Un día le pregunté a la hermana qué se necesitaba para ser hermana de la caridad y me dijo que era necesario tener vocación. Días después me pregunto si me gustaría ser hermana de la caridad y le contesté que no me disgustaría. “Le voy a pedir a Dios que le dé la vocación para entregarse a Él, pero en una institución en donde usted no deje de ejercer su profesión”.

Cuando regresé a México le dije a mi madre que quería hacer unos ejercicios de encierro –así se llamaban entonces, no retiro– y que le iba a preguntar a Rosa, una amiga, si ella sabía de algún lugar en que pudiera hacerlo en Semana Santa. Mi mamá nunca fue capaz de decirme “ahora sí vas a misa”, ella callaba y hacía muy bien, porque era como ver las cosas con naturalidad. Le pregunté a Rosa y me habló al consultorio para darme la dirección… era la casa de Copenhague, la primera residencia del Opus Dei que hubo en México. 

Guadalupe Ortiz de Landázuri inició la labor femenina del Opus Dei en México.

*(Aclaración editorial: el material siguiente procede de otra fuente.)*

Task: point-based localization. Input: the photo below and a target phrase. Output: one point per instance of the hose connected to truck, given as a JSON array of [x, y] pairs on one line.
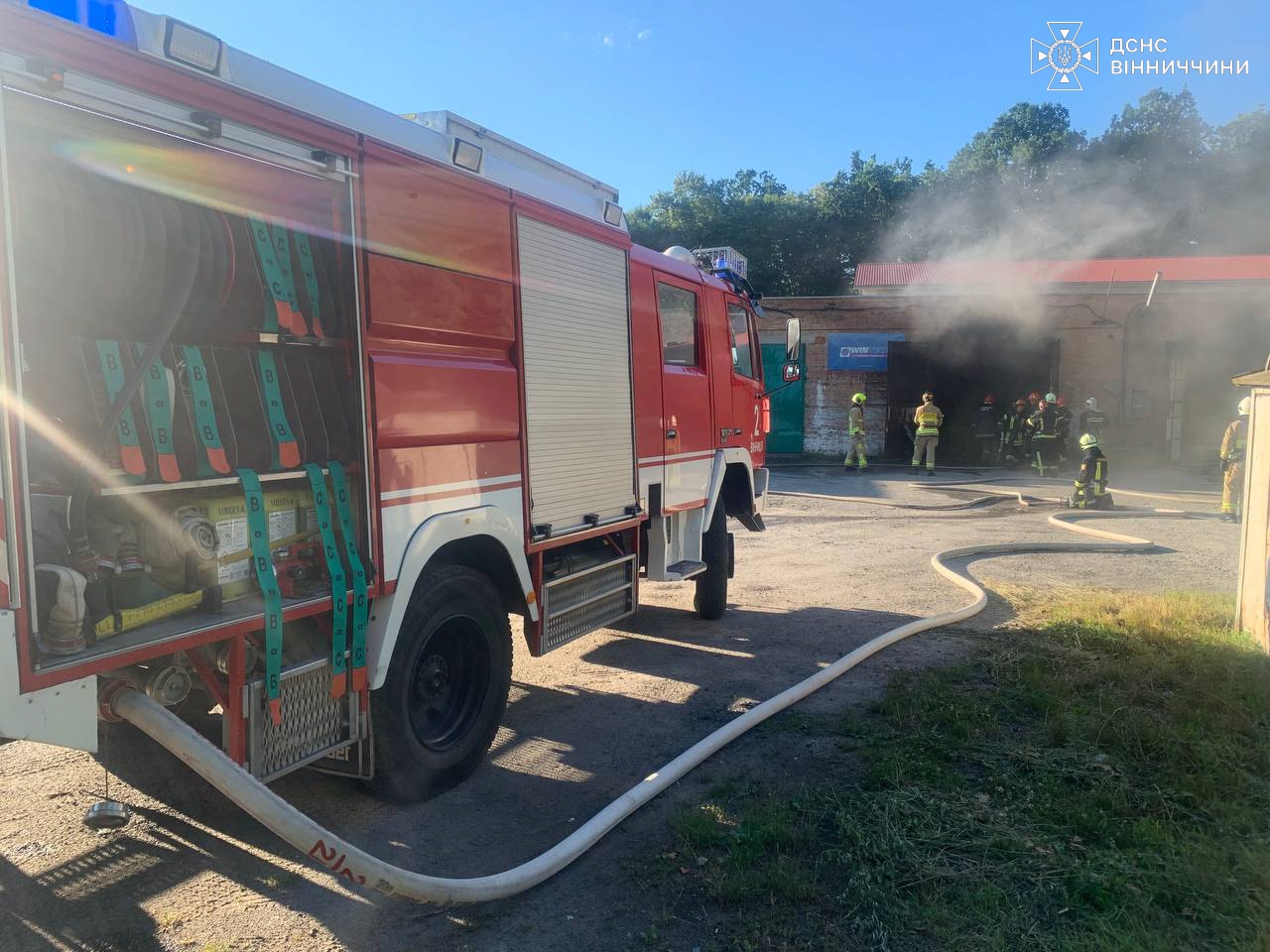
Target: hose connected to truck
[[358, 867]]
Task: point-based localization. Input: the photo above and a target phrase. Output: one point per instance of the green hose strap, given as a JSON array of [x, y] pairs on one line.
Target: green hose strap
[[338, 585], [158, 403], [282, 254], [361, 603], [267, 254], [258, 532], [286, 451], [212, 460], [304, 252], [112, 372]]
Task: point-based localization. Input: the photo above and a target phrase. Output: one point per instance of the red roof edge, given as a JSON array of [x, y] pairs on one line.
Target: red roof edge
[[1097, 271]]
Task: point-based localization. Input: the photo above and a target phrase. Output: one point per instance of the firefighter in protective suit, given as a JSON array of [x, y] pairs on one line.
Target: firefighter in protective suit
[[987, 429], [856, 435], [1089, 490], [1043, 426], [1014, 434], [928, 419], [1234, 442]]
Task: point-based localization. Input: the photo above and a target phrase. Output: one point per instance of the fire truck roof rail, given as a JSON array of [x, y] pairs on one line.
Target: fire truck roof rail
[[443, 136]]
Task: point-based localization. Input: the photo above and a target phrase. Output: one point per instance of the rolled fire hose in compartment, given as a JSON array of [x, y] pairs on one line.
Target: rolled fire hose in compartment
[[361, 869], [185, 312]]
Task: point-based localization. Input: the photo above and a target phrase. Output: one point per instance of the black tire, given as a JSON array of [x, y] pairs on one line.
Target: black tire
[[711, 599], [445, 688]]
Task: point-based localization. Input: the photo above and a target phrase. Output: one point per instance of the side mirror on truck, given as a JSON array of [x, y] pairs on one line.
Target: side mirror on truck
[[793, 340]]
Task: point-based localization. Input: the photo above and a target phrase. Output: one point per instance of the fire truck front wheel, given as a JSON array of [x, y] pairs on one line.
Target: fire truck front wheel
[[711, 598], [445, 688]]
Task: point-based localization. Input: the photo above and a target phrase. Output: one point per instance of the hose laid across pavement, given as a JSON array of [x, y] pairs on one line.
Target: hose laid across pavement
[[358, 867]]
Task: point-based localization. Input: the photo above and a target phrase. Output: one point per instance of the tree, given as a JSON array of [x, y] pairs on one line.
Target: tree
[[1019, 144], [1159, 180]]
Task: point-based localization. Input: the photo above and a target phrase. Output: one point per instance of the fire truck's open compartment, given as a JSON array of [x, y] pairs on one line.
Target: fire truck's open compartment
[[235, 273]]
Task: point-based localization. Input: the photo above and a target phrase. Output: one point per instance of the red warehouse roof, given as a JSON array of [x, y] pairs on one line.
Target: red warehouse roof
[[1098, 271]]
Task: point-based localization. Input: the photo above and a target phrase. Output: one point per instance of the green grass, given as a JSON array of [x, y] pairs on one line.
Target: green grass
[[1095, 777]]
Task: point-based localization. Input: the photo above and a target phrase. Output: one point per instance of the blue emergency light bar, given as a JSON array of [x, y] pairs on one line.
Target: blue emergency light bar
[[111, 18]]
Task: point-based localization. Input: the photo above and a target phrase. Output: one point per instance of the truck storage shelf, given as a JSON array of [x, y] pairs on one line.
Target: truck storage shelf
[[241, 615], [293, 340], [352, 468]]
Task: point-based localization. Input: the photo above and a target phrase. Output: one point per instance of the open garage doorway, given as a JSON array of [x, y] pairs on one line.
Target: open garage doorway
[[960, 366]]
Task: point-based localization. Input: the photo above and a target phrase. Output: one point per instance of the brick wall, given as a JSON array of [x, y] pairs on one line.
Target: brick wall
[[1215, 324]]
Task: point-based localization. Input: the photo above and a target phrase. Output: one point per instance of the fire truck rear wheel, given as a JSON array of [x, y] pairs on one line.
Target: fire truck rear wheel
[[445, 688], [711, 598]]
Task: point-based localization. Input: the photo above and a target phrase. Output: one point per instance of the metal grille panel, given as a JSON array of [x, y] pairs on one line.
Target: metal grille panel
[[580, 603], [314, 724]]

Fui a los ejercicios en la Semana Santa de 1953. Allí conocí a Guadalupe. Me quedé un poco relacionada con ella porque me pidió que fuera a dar consulta a un dispensario en San Joaquín… no había tal dispensario. Yo iba con mi maletín al lugar donde ellas daban catecismo y buscábamos si había algún enfermo. Después sí hubo dispensario. Así conocí el Opus Dei.

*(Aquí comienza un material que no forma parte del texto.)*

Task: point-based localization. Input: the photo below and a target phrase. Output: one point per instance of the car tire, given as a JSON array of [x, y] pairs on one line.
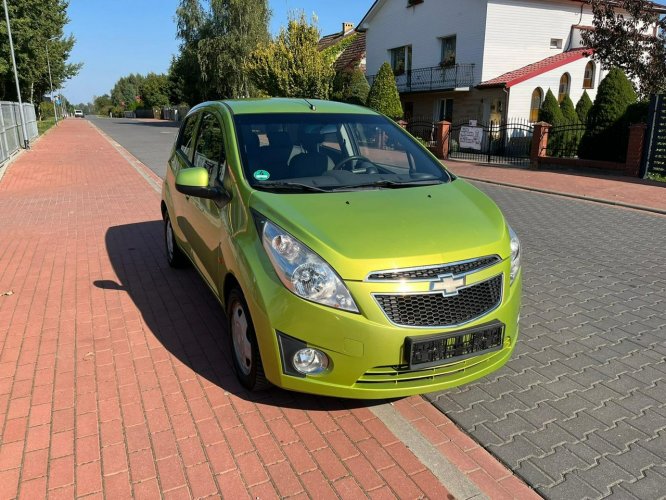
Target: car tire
[[243, 343], [175, 256]]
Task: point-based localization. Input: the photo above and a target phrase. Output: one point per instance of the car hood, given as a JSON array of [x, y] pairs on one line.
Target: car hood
[[359, 232]]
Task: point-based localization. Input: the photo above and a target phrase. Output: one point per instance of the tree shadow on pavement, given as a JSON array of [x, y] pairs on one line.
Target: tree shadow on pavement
[[184, 316]]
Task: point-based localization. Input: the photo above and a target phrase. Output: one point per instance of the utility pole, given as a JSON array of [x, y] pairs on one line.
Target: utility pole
[[26, 141], [48, 63]]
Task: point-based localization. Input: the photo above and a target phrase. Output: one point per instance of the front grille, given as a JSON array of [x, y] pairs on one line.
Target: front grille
[[425, 273], [436, 309]]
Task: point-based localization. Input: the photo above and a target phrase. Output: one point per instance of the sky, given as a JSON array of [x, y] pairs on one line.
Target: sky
[[119, 37]]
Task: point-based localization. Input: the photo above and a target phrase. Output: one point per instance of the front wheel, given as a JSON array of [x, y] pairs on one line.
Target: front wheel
[[244, 347]]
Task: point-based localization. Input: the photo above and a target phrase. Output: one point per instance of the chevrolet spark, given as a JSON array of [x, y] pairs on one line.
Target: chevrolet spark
[[349, 262]]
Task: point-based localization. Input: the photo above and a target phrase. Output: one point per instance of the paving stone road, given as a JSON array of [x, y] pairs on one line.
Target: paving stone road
[[580, 410]]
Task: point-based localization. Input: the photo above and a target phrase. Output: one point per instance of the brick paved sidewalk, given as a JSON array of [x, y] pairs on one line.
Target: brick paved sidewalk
[[114, 375], [616, 190]]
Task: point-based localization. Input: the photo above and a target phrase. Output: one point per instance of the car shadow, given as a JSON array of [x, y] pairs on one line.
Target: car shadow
[[185, 317]]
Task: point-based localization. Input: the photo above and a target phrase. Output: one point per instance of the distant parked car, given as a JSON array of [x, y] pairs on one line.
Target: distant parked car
[[350, 261]]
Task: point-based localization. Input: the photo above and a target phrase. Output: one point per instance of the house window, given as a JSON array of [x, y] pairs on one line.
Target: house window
[[565, 86], [448, 51], [401, 59], [535, 106], [588, 78], [446, 110], [409, 110]]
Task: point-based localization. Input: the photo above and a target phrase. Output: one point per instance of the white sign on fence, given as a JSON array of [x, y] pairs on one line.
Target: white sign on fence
[[471, 137]]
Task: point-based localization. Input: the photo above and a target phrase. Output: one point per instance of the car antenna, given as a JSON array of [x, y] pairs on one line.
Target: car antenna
[[312, 106]]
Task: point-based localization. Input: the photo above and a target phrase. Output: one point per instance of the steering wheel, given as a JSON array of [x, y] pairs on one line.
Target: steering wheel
[[339, 165]]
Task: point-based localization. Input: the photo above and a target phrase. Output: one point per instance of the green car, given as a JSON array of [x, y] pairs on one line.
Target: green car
[[349, 262]]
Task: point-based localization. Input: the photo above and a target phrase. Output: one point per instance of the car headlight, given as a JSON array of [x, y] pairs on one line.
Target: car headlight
[[302, 271], [515, 255]]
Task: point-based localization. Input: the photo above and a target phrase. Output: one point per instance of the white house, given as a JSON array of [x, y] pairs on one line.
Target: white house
[[485, 60]]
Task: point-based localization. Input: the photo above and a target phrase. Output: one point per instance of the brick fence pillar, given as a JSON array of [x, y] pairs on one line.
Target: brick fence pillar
[[442, 132], [635, 147], [539, 143]]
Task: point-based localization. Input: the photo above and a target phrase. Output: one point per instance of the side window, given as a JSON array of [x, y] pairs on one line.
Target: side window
[[186, 138], [381, 146], [209, 151]]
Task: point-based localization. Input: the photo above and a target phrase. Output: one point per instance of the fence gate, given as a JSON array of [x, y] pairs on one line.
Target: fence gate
[[507, 143], [654, 157]]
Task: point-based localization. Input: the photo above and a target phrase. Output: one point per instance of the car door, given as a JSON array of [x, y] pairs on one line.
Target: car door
[[181, 158], [206, 216]]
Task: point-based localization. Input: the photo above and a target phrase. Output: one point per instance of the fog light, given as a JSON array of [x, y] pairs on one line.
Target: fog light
[[310, 361]]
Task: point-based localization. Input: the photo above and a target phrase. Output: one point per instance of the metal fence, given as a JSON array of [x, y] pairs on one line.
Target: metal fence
[[11, 132], [504, 143], [603, 141]]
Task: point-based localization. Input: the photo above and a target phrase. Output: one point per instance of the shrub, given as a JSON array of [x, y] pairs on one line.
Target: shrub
[[550, 111], [383, 96], [607, 135], [350, 86]]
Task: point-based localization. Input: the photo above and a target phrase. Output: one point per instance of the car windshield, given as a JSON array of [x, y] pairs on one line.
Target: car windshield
[[316, 152]]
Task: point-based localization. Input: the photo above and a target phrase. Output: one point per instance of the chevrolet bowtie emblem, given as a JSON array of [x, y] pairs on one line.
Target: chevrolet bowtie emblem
[[448, 284]]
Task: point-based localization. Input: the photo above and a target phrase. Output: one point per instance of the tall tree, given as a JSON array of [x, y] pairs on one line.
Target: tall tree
[[37, 25], [291, 65], [126, 93], [217, 38], [234, 29], [630, 35], [607, 125], [155, 90]]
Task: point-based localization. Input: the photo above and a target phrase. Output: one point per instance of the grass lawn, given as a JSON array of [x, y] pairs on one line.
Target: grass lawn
[[45, 124]]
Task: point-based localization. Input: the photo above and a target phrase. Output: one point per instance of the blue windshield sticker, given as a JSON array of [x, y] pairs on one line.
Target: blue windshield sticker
[[261, 175]]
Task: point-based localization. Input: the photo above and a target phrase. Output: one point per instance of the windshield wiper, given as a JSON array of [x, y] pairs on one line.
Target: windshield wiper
[[397, 185], [290, 186]]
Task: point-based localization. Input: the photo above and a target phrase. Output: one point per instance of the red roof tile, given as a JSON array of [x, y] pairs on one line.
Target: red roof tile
[[352, 56], [535, 69]]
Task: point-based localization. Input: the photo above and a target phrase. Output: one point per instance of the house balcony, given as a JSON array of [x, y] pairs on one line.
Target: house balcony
[[434, 78]]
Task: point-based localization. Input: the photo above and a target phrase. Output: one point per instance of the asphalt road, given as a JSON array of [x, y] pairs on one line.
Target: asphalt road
[[149, 140], [580, 410]]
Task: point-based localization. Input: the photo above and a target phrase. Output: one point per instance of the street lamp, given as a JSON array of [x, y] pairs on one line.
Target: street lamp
[[48, 63], [26, 141]]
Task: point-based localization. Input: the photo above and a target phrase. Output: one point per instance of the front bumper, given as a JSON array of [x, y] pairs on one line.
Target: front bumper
[[366, 351]]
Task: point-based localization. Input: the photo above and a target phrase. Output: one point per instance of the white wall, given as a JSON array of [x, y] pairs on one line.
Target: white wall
[[519, 32], [395, 25], [520, 97]]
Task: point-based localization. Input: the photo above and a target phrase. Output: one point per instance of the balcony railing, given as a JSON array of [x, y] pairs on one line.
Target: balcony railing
[[434, 78]]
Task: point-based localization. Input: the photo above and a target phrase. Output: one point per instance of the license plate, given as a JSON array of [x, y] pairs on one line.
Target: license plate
[[434, 350]]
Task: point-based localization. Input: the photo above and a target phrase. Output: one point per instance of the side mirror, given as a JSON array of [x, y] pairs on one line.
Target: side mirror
[[194, 182]]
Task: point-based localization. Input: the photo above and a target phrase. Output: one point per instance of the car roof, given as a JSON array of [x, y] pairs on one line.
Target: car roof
[[288, 105]]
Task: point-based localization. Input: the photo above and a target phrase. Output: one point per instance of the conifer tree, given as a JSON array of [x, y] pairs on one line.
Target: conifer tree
[[607, 135], [583, 107], [383, 96]]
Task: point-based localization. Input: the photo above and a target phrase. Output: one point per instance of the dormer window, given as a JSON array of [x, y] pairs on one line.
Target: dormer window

Cuando pedí la admisión a la Obra era consciente de lo que estaba haciendo y sabía perfectamente lo que significaba comprometerse. Desde niña me enseñaron que cuando uno se compromete a algo es porque lo ha pensado y, en este caso, que era para toda la vida. Y aquí estoy.

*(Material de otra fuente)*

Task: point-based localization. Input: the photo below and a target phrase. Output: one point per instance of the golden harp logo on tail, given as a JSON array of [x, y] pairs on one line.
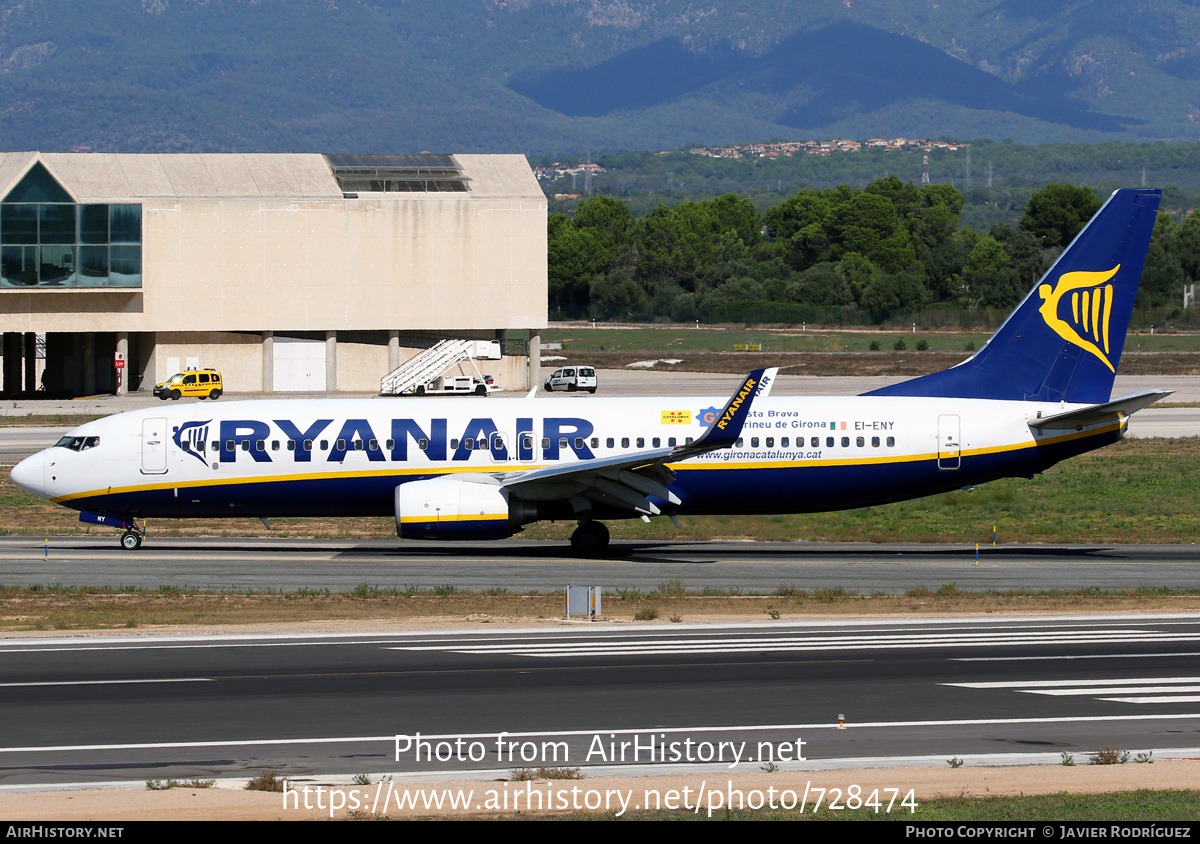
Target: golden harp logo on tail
[[1089, 309]]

¿Qué le ha aportado a su vida profesional ser del Opus Dei?

Me ha ayudado a comprender que nosotros no somos más que un instrumento en las manos de Dios. Siento mucho no haber sido un mejor instrumento. 

¿Cómo es posible encontrar a Dios en medio del dolor?

¿Cómo que cómo? Cuando usted ve un Crucifijo, tiene ahí el mejor libro del dolor. Si nosotros fuimos redimidos por la Pasión y Muerte de Cristo, fue precisamente porque sufrió en forma indecible. En la flagelación recibió golpes que ningún ser humano puede aguantar. Podía haberse muerto allí. Si Dios consideró que era necesario el dolor para redimirnos, tiene que tener un valor muy grande.

Puedo decir que he visto morir gente santa, y no de la Obra, gente común y corriente, y cómo llevaban la enfermedad, y cómo sufrieron, y cómo murieron. El médico, si tiene cierta capacidad, aprende también de los enfermos, no medicina, sino cómo vivir la vida. El contacto con los enfermos de lepra, para mí, fue lo más importante que me ha tocado hacer en mi vida porque como eran enfermos crónicos, llega usted a ser no nada más su médico, sino su amigo. Y entonces conoce uno toda su vida y sus problemas.

Recuerdo a un paciente que ya en tratamiento, prácticamente ya estaba curado, me preguntó que si se podía casar. Le contesté que sí.

-  Lo que pasa es que no sé cómo decirle a ella que he tenido lepra.

-  No se lo diga. No se le nota y está prácticamente curado.

-  No, doctora. Yo no quiero empezar mi matrimonio sin que ella sepa todo lo mío y quiero decírselo. Lo único que me detiene es que no sé cómo y quiero pedirle a usted que se lo diga. 

La muchacha vino, hablé con ella, le expliqué todo y, al final, lo único que le dije fue: “Si usted no se casa con él, es usted una tonta, porque hombres como éste no hay muchos”.

¿Hasta cuándo piensa seguir trabajando?

De pensar, pues hace tiempo hubiera dejado de hacerlo, pero las cosas se han ido comprometiendo y hay que seguirle. Mientras pueda, lo haré.